Insurance Cross-selling Ranking Project

Proposed by Sébastien Lozano-Forero.

This repository contains all materials developed for the Insurance Cross-selling Ranking project. This aims to be an end-to-end data product intended to showcase data science skills.

Business Context

A marketing campaing aiming to increase cross-sell rates within an insurance company is going to be held. The featuring product for such campaing is vehicle insurance and is expected to target current life insurace policyholders. During the first iteration of such campaing, data pieces involving demographics (gender, age, region), Vehicles (Vehicle Age, Damage), Policy (Premium, sourcing channel) and of course, end output for this campaing (customer is interested or not), were collected. Converstion Rate for the campaing was about 12%, so it makes sense to assume that the company is interested on a second iteration and thus there is room for improvement based on what was learnt.

Project Objective

This project proposes an automatic way to rank clients on next iterations of such campaing, sorting them by likelihood of being interested in the product. The implementation of the this proposal would imply that reaching the top 20% of the ranked clients will lead to the 90% of the expected outcome of the entire campaign. Being able to prioritize clients would be of tremendous use to the managers as communication strategy can be adjusted accordingly leading to optimized business model, resources usage and revenue.

Business Impact

As described above, business context implies carrying out a marketing campaign. Let us assume these assumptions:

1M clients are to be reached telephonically to be told about the product
average of 12 calls per hour per agent
average agent salary 20 USD/hour

In such cases The estimate cost of such campaing without using our solution is about $1.6M USD. The estimate cost using our solution is about $330K USD. This is, campaing costs are reduced by about 80%.

Demo

If the Google Apps Script API is enabled in your gmail account settings, you are more than welcome to try it out here. Please, be mindful that the API was deployed on a free tier resources, so it might take a while (30-60 secs).
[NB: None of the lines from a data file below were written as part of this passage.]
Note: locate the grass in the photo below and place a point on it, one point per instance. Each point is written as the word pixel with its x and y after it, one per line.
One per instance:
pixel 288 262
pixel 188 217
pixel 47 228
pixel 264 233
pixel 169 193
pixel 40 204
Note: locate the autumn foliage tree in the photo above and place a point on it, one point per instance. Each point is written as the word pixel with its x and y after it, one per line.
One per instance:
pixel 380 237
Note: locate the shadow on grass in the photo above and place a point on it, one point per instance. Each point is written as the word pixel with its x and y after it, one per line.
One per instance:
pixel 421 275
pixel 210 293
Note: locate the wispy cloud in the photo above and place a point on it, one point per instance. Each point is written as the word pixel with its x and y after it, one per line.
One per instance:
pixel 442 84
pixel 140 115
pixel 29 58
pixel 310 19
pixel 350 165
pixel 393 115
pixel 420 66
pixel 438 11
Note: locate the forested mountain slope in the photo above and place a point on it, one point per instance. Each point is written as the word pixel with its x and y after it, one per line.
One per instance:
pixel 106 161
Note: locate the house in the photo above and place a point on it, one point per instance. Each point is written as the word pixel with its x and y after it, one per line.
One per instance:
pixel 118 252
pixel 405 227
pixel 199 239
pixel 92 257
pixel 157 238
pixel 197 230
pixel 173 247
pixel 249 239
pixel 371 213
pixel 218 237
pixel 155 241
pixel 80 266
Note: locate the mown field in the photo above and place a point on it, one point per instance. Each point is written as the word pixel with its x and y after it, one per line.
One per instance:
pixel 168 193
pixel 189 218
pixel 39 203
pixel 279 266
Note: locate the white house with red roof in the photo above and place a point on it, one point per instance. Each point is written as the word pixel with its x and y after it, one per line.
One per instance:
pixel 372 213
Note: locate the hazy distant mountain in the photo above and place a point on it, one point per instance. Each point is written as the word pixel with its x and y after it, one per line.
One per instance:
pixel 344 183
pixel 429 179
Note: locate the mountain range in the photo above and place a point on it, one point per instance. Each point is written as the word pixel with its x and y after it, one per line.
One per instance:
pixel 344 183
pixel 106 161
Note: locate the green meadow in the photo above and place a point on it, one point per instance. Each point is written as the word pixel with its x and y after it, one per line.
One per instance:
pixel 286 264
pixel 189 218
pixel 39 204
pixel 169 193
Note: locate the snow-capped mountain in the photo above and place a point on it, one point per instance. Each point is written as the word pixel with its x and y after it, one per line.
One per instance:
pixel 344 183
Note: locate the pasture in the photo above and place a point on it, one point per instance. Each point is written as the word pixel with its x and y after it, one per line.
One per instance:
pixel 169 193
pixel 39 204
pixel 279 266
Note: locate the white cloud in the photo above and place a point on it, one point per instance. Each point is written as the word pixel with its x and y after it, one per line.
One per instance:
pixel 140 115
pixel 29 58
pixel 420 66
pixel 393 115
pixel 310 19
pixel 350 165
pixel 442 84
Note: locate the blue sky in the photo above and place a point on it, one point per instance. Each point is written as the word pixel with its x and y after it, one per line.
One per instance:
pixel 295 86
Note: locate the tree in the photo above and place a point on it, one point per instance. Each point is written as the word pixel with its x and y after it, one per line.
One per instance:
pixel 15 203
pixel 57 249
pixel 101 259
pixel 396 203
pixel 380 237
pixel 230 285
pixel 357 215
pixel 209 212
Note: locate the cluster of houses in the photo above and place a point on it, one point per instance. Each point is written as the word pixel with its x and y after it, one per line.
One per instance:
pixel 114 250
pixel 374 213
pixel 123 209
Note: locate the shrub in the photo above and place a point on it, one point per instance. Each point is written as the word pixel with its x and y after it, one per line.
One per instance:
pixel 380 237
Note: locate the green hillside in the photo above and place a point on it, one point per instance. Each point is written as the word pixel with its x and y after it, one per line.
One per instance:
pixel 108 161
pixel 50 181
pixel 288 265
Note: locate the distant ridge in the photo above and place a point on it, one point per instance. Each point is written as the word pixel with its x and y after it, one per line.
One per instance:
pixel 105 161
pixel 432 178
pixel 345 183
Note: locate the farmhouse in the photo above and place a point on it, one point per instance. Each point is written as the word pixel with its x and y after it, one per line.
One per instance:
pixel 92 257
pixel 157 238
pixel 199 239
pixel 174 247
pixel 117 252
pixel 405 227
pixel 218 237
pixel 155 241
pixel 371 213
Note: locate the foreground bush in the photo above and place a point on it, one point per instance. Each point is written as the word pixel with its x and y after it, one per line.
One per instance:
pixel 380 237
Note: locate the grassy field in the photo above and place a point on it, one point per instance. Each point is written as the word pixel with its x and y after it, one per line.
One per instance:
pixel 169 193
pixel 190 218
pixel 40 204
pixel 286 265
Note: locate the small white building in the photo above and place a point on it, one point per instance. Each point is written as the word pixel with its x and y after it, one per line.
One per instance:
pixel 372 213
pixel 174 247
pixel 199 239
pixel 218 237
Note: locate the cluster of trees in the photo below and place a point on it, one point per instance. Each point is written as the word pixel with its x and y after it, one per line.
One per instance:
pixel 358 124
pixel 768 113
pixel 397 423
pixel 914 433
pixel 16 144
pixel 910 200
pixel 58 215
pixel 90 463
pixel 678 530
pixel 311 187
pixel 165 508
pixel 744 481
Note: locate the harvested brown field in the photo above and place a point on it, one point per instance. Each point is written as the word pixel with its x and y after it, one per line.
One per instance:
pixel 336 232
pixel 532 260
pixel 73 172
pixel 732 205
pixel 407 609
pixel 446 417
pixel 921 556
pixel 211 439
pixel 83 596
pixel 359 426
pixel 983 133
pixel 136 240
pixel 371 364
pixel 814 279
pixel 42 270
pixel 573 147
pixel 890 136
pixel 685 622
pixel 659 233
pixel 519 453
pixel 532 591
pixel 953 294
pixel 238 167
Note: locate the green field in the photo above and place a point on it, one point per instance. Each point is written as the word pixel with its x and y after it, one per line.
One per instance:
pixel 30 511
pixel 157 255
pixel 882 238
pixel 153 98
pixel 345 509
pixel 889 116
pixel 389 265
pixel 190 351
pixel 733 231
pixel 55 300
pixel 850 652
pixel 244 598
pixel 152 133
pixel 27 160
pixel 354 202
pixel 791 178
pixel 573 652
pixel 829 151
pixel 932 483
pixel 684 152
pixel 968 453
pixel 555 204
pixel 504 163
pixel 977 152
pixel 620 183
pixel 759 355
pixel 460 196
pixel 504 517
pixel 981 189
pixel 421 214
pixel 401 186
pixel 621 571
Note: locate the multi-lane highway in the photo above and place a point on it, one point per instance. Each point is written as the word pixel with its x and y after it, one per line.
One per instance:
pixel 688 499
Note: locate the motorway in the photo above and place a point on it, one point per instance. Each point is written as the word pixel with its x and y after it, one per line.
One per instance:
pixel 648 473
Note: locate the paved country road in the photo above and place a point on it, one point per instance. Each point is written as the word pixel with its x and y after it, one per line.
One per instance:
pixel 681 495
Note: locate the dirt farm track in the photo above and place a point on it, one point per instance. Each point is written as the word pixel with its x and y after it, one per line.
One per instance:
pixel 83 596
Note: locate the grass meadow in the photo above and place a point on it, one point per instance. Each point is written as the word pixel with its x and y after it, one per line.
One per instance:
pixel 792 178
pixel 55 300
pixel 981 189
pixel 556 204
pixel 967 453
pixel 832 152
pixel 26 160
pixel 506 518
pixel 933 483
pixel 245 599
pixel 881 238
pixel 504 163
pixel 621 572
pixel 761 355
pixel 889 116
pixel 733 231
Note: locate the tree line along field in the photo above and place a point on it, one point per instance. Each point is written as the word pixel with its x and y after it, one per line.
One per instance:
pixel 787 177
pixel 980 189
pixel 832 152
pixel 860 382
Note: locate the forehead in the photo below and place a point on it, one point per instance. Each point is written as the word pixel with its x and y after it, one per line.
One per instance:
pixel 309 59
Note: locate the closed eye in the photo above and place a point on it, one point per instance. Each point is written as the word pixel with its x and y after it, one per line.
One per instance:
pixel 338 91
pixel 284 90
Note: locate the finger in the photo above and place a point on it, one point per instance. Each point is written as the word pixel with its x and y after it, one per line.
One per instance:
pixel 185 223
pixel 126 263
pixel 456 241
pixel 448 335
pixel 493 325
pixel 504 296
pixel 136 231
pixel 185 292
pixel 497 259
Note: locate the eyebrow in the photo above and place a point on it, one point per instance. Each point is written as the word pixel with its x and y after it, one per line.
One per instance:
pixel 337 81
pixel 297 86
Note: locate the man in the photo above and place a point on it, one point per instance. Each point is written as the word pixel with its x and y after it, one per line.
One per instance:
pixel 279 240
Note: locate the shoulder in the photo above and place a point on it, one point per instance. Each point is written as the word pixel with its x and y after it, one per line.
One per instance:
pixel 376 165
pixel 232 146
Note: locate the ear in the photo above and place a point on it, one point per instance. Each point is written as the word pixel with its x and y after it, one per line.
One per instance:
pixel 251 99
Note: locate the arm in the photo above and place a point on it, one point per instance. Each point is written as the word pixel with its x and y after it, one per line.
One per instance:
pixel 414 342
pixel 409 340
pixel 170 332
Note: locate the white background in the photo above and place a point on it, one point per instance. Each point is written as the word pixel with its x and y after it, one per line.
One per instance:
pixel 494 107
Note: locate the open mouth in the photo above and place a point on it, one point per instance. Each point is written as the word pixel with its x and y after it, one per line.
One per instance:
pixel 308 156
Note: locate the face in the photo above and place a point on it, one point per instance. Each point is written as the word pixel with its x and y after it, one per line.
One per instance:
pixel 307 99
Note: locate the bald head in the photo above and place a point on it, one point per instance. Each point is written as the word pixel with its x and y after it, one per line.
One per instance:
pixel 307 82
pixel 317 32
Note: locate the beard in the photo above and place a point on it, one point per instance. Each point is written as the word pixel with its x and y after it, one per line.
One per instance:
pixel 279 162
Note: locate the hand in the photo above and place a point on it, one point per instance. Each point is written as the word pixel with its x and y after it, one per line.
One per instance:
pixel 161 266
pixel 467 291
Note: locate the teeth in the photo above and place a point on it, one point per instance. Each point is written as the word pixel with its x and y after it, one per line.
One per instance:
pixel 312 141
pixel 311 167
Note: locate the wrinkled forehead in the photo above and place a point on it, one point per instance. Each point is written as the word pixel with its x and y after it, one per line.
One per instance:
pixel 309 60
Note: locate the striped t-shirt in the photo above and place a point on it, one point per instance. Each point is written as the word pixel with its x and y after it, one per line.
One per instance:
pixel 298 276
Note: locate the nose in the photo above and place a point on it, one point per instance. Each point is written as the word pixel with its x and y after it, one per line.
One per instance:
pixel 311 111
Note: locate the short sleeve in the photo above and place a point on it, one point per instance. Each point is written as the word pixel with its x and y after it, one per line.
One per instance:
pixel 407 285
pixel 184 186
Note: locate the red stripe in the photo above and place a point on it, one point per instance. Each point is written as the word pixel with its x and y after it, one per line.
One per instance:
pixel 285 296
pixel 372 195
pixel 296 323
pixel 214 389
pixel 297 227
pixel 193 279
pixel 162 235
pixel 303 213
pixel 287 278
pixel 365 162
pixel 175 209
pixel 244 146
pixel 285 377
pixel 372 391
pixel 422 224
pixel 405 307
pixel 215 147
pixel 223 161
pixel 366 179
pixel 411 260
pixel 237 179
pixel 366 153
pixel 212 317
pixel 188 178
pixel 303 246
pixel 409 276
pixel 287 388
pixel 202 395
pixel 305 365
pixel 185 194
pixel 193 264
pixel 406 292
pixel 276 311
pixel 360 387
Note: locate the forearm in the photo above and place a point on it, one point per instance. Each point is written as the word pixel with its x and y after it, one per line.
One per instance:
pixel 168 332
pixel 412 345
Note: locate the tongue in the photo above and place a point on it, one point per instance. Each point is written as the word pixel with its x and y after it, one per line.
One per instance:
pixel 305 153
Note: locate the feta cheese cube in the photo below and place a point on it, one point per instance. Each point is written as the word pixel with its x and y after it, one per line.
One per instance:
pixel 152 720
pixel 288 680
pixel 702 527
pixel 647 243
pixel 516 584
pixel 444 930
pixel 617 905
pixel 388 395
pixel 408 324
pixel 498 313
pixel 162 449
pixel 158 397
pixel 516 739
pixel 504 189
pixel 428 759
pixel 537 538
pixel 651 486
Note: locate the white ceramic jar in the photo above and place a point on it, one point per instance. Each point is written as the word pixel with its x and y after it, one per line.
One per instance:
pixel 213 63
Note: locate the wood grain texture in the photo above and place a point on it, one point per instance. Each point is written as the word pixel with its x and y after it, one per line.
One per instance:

You can propose your own selection of values for the variables, but if you need a starting point, there you go:

Male	33	1	15	0	1-2 Year	Yes	28267	154	269
Female	69	1	28	0	1-2 Year	Yes	25126	124	98
Male	23	1	26	0	< 1 Year	Yes	46132	160	180

Once pasted, hit the Sebmatecho buttom on menu and select the Get Prediction option. You will get a predicted probability for such person to be interested into the producted being promoted.

Data

The data used for this project was obtained from Kaggle (description and further details available here) and it involves an insurance company's database containing information about existing customers who were targeted in the first iteration of cross-selling campaign. The dataset includes the following variables:

Gender: Gender of the customer
Age: Age of the customer
Driving License: 0 (Customer does not have DL), 1 (Customer already has DL)
Region Code: Unique code for the region of the customer
Previously Insured: 1 (Customer already has Vehicle Insurance), 0 (Customer doesn't have Vehicle Insurance)
Vehicle Age: Age of the Vehicle
Vehicle Damage: 1 (Customer got his/her vehicle damaged in the past), 0 (Customer didn't get his/her vehicle damaged in the past)
Annual Premium: The amount customer needs to pay as premium in the year
Policy Sales Channel: Anonymized Code for the channel of outreaching to the customer ie. Different Agents, Over Mail, Over Phone, In Person, etc.
Vintage: Number of Days, Customer has been associated with the company

For training data, the target variable was given by

Response: 1 (Customer is interested), 0 (Customer is not interested)

Variable selection

A random forest was used to select the most relevant features for this project. The main idea is that every feature would contribute to the impurity, the more a feature decreases the impurity, the more important the feature is. According to the model, the variables vintage, annual_premium, age, region_code, sales_channel, vehiche_damage and vehicle_age were to be considered. Thus, such variables were used for this iteration of the project.

Model

The model used in this project is an XGBoost model that was fine-tuned using a Bayesian optimization approach. The model was trained on the historical data obtained from previous campaigns, and the output is a ranking score that ranks the customers by their probability of purchase. As the main problem is to sort the list of clients the metrics Cumulative Gain Curve and Lift Curves were used to assess model performance.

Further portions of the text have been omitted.